Tuesday, January 10, 2006

countdown

in 4 days the seahawks will have their first ever playoff win during my fanhood.

go HAWKS!

7 comments:

Lo said...

tsk tsk. poetry and sports. interesting blog. you've made me think.

this little sonic iceberg said...

Hi Andrew-
Yes, i got your posts. It's funny, i was thinking about your response to my Brian Eno post for awhile and forgot to post my reply. And now that i am going back to do it it seems my lack of Blogger knowledge is hindering me. (That's why i'm replying here, and not where it probably belongs)- I haven't actually had a blog that long (i have a livejournal i almost prefer)- but i'm sure i will like this more when i get used to it.
So i said all that to say: Thanks for the posts, and now i'm going to go browsing your page myself. Bear with me for being slow at responding.
And hi, how are you doing these days, by the way?

:)

andrew said...

hi kevin. this is my first experience EVER posting ANYTHING online, and i'm not sure that i understand it either. its also my most successful attempt at journaling; usually i tend to fizzle out in a manner of days. perhaps this works better for me because its more a commentary on ANYTHING rather than a narrow account of the days events or thoughts.

i'm doin fine. i'll be traveling to mexico in february where i'll be even more fine.

andrew said...

lo - i'm happy to hear that i've made you think. (after all, you love that.)

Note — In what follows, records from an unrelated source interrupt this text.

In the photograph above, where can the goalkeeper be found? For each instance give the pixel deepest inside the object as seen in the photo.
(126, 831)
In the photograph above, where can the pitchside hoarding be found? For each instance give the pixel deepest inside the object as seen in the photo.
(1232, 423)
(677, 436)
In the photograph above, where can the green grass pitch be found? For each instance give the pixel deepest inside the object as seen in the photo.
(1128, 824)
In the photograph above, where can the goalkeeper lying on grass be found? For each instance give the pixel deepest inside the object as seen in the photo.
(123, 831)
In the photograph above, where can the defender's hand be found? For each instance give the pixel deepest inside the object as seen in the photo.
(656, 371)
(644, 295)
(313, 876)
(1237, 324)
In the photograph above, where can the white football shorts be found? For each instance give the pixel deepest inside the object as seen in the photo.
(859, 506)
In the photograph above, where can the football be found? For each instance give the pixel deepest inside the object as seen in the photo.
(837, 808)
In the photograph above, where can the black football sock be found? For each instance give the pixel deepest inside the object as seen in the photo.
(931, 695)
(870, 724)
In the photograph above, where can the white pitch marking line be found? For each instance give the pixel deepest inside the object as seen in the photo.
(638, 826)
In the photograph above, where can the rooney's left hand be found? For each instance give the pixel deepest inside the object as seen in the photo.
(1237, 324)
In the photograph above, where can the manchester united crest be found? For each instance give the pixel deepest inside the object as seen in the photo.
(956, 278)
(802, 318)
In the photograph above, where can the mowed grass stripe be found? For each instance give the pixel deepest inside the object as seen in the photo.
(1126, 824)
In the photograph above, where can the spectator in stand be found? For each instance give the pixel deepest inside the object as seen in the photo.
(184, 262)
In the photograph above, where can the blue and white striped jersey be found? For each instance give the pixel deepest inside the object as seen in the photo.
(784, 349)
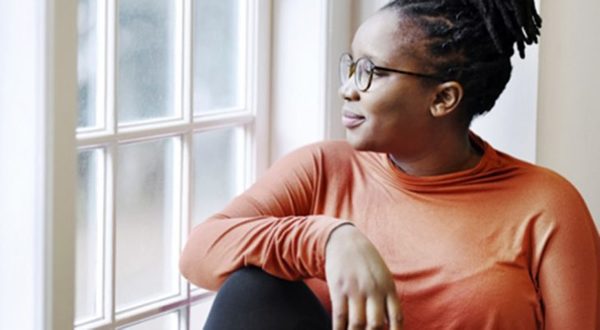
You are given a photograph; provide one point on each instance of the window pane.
(86, 63)
(165, 322)
(218, 168)
(199, 313)
(146, 53)
(218, 55)
(89, 210)
(146, 245)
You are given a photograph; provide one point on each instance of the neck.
(447, 156)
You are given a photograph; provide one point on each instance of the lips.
(351, 119)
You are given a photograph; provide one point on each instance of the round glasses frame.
(363, 70)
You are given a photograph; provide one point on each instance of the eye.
(379, 73)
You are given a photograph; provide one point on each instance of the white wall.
(569, 111)
(37, 165)
(298, 62)
(20, 306)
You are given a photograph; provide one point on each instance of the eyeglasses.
(363, 70)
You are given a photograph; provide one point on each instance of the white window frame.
(252, 117)
(48, 118)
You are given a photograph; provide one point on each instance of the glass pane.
(146, 265)
(89, 210)
(218, 168)
(165, 322)
(146, 54)
(218, 55)
(86, 62)
(199, 313)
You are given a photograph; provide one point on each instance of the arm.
(569, 276)
(269, 226)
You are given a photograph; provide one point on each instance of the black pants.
(251, 299)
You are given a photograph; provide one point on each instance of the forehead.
(389, 37)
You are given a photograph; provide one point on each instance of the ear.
(447, 98)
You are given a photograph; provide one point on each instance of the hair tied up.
(520, 19)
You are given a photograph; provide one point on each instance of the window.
(170, 128)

and don't you think that its about time that football and poetry (even if it be my mock poems) finally collided? what is poetry if not the brutal clashing of bones? words mashed together on the one-yard line with a phrase or two coming untucked. syntactical sean alexanders, dashing for an endzone of the sublime...

okay, now i've gotten a bit 'carried away'...

Anonymous said...

And, as Joel once told me, watching football always reminded him of that line from "Dover Beach" that goes, "where ignorant armies clash by night." Actually, the last 3 lines would be fitting:
And we are here as on a darkling plain
Swept with confused alarms of struggle and flight,
Where ignorant armies clash by night.

andrew said...

thats funny that you're mentioning 'dover beach.' yesterday i just put an excerpt from that poem on my window at work. i was meaning to tell you about it because i thought that my choice of lines put an interesting twist on the poem:

Ah, love let us be true
To one another! For the world...
Hath really neither joy, nor love, nor light,
Nor certitude, nor peace, nor help for pain
And we are here as on a darkling plain
Swept with confused alarms of struggle and flight
Where ignorant armies clash by night.

AND i wanted to tell you

andrew said...

oops...i meant not to post that yet.

by cutting lines before and after 'ah, love...to one another...' i transformed arnold's poem (that is presumably about loss of faith) to an ode to love (albeit pessimistic in other matters).